Wie kann man mit dem selbstverantwortlichen Lernen in der Schule beginnen?

Auch hier führen Missverständnisse immer wieder zum Scheitern gut gemeinter Ansätze:

  • Du musst es einfach nur machen, es wird schon klappen
  • wenn nicht alle mitmachen, geht es überhaupt nicht
  • ich mach‘ das sowieso schon immer, ich muss gar nichts verändern
  • bevor nicht alle Voraussetzungen geschaffen sind, kann man gar nicht beginnen
  • das ist sowieso nicht zu schaffen, etc.

Der zentrale Punkt sind die Lehrer!

Damit selbstverantwortliches Lernen gelingen kann, müssen die Lehrer:

  • ihre Haltung verändern bezüglich
    • ihrer eigenen Rolle,
    • des Lernens,
    • der Schüler,
    • der Zusammenarbeit im Kollegium
  • etwas Neues lernen, denn sonst würden sie es schon machen
  • mehr und besser zusammenarbeiten
  • sich gemeinsam an den Kindern orientieren
  • Achtung vor dem jeweils individuellen Lernwillen der Kinder entwickeln
  • verschiedene Wege und Umwege zulassen
  • nicht alles von allen fordern –
  • und bescheidener werden

Am Ende meiner Ausführungen rufe ich allen Lehrern und Eltern zu:

  • Gebt euren Kindern mehr Raum zur individuellen Entwicklung!
  • Lasst mehr Sonderwege zu! Es müssen nicht mehr alle alles machen!
  • Vor allem lasst die Kinder viel mehr spielen, denn im Spielen lernen sie am meisten und mit Freude!

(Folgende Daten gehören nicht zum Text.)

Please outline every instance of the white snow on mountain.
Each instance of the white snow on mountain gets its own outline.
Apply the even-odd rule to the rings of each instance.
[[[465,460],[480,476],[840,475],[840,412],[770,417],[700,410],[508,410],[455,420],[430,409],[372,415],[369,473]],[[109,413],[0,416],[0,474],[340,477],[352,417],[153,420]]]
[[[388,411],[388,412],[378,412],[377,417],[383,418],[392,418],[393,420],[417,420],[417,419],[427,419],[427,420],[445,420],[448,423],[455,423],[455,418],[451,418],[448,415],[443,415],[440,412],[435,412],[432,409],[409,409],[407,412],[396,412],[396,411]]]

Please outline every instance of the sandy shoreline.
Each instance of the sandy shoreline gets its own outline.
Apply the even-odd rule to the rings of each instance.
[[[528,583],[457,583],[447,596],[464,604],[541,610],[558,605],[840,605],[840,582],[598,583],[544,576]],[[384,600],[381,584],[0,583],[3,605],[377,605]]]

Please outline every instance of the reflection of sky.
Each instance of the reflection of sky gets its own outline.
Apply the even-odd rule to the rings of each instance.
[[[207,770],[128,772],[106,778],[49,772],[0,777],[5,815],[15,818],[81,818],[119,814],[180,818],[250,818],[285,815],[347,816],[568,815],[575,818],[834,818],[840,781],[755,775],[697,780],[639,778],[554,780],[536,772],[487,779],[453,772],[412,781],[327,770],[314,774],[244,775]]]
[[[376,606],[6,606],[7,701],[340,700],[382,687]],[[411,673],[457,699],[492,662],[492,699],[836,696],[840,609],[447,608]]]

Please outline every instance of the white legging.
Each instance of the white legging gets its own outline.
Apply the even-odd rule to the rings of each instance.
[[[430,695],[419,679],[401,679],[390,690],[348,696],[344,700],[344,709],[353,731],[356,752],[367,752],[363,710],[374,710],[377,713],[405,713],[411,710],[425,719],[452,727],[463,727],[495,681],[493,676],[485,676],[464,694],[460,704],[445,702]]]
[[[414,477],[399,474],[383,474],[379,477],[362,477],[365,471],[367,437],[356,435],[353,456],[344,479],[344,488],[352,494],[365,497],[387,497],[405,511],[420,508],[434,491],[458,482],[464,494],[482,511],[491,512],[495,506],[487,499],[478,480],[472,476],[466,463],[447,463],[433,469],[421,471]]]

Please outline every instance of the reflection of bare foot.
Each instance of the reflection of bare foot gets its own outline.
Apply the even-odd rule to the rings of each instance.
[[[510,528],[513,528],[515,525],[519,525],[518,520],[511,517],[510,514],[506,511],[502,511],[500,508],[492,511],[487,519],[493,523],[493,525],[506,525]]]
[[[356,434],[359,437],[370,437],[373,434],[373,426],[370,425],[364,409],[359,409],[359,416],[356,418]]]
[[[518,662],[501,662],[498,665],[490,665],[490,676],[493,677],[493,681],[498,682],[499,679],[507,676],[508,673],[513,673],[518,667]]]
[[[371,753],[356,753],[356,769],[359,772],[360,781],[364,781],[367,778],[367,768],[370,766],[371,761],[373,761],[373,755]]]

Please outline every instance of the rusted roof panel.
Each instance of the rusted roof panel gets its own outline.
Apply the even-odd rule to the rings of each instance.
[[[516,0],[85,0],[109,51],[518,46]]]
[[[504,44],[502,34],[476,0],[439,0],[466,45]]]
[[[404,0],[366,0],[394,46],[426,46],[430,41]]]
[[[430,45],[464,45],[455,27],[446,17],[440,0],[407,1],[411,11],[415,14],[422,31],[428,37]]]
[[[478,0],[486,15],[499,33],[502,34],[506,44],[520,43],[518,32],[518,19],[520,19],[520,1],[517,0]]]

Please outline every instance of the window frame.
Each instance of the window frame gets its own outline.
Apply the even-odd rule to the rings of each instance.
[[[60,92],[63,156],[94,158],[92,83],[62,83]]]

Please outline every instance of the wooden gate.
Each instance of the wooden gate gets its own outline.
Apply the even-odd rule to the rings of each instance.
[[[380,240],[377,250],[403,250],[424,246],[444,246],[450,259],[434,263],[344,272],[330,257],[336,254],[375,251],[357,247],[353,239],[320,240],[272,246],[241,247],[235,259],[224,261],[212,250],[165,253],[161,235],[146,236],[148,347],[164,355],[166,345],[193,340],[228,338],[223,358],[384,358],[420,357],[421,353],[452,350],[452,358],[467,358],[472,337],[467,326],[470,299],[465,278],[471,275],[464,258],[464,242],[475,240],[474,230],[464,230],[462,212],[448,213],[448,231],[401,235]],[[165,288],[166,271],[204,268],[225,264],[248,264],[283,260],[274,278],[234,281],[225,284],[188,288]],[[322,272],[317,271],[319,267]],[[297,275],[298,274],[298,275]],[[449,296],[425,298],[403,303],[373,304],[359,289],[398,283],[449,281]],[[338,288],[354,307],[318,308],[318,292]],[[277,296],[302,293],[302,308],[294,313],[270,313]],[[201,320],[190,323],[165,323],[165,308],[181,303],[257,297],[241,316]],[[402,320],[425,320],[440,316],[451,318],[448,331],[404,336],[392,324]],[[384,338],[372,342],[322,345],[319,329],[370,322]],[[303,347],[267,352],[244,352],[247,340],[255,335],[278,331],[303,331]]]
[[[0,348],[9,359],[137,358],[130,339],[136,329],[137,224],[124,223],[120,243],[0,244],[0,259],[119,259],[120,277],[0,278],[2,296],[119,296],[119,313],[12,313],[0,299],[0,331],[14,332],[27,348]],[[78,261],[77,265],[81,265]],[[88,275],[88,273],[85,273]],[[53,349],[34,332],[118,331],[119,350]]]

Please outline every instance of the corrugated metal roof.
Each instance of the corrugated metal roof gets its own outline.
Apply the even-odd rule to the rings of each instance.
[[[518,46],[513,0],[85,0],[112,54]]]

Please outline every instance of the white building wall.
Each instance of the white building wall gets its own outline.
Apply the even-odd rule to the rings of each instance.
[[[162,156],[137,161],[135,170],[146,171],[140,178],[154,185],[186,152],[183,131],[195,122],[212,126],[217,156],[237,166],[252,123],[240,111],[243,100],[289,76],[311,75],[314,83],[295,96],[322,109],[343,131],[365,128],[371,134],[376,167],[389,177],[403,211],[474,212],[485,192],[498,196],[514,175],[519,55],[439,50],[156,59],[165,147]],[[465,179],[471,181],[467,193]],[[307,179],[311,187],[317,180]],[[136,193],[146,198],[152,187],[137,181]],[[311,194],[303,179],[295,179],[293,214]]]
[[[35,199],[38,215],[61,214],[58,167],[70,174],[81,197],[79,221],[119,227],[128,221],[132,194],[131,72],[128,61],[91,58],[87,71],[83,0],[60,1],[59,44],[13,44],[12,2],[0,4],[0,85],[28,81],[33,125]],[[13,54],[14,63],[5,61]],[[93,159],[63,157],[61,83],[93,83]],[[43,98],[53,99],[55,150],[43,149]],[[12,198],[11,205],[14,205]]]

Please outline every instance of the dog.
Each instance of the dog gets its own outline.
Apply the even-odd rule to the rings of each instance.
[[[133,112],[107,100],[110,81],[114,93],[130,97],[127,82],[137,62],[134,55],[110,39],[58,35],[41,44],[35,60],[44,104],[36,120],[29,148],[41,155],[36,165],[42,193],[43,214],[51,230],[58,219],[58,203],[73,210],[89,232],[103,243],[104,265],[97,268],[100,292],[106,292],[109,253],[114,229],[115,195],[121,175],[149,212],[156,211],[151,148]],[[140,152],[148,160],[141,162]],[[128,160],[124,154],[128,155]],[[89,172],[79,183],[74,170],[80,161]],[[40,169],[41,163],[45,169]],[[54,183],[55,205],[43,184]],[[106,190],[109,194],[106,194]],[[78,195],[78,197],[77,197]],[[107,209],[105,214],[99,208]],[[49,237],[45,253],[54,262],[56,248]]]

Ich bin überzeugt, die Kinder und Jugendlichen werden die ihnen gebotenen Chancen freudig und verantwortungsvoll ergreifen und ihre Lernprozesse kreativ und erfolgreich individuell gestalten! Sie werden ganz neue Lösungen und Wege entwickeln, die vorher so noch nicht gedacht werden konnten. Entwickeln wir unsere Schulen mit den Kindern und Jugendlichen weiter! Geben wir ihnen die Chance dazu!